The regression results showed that population change exerted great pressure on EEQ. The relationship between population changes and EEQ change in China has a strong spatial spillover effect, which also suggested that future regional EEQ governance and protection and population adjustment should be carried out in the whole region, rather than in a single administrative region. Establishing a cross-administrative management mechanism can improve the efficiency of resource use and management, as well as coordinate the sharing of responsibilities and benefits across the region (Chen W. et al., 2020).
The results of pressure zone identification showed that the “low-low” zone was the most widely distributed, and the number of populations in these zones was decreasing, but EEQ was constantly deteriorating, which was an unsustainable development zone, and the management of EEQ needed to be strengthened. This is followed by the “low-high” type, which was a population-EEQ pressure area. The “high-high” and “high-low” types represented the improved coordinated development area and the population-EEQ improvement area, respectively, but the number of these type areas was small.
4.2 Coping strategies of population pressure on EEQ
The study uncovered that the continuous increase in population and the rising frequency of human activities have placed unprecedented pressure on EEQ. Based on assessing the pressure of population growth on EEQ, the study identified the areas in China experiencing significant ecological stress. These findings lay a scientific foundation for optimizing land use in China and help guide regional population redistribution. Based on these insights, the study offered the following countermeasures and recommendations.
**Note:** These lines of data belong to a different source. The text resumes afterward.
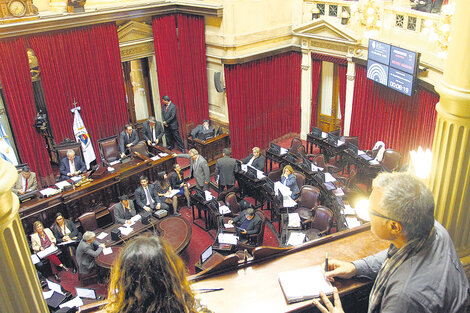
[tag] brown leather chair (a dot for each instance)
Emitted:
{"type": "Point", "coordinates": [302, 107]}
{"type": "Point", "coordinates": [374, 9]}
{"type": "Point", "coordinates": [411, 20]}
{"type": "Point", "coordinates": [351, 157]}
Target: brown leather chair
{"type": "Point", "coordinates": [109, 149]}
{"type": "Point", "coordinates": [88, 221]}
{"type": "Point", "coordinates": [307, 202]}
{"type": "Point", "coordinates": [295, 144]}
{"type": "Point", "coordinates": [321, 223]}
{"type": "Point", "coordinates": [391, 160]}
{"type": "Point", "coordinates": [63, 147]}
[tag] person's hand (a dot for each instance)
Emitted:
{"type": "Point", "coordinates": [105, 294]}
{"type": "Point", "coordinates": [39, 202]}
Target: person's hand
{"type": "Point", "coordinates": [330, 308]}
{"type": "Point", "coordinates": [341, 269]}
4.2.1 Population quality and environmental awareness
Improving population quality and environmental awareness has become one of the important ways to alleviate the pressure of EEQ (Chien, 2023; Dabbous et al., 2023). The improvement of the quality of the population means that people can better understand and respect the laws of nature, and the enhancement of environmental awareness can encourage the public to adopt more environmentally friendly lifestyles and production methods, thereby reducing the damage to EEQ. The quality of the population is one of the most significant indicators of the overall growth of a country or region, which covers many aspects such as education level, moral concepts, and scientific literacy. Environmental awareness refers to the public’s understanding, attitude, and action of EEQ protection. The awareness of environmental protection to protect EEQ should be strengthened. First of all, environmental awareness can lead people to adopt a more environmentally friendly lifestyle. Secondly, environmental awareness can push enterprises to adopt more environmentally friendly production methods. Finally, environmental awareness can promote the participation and collaboration of government and society.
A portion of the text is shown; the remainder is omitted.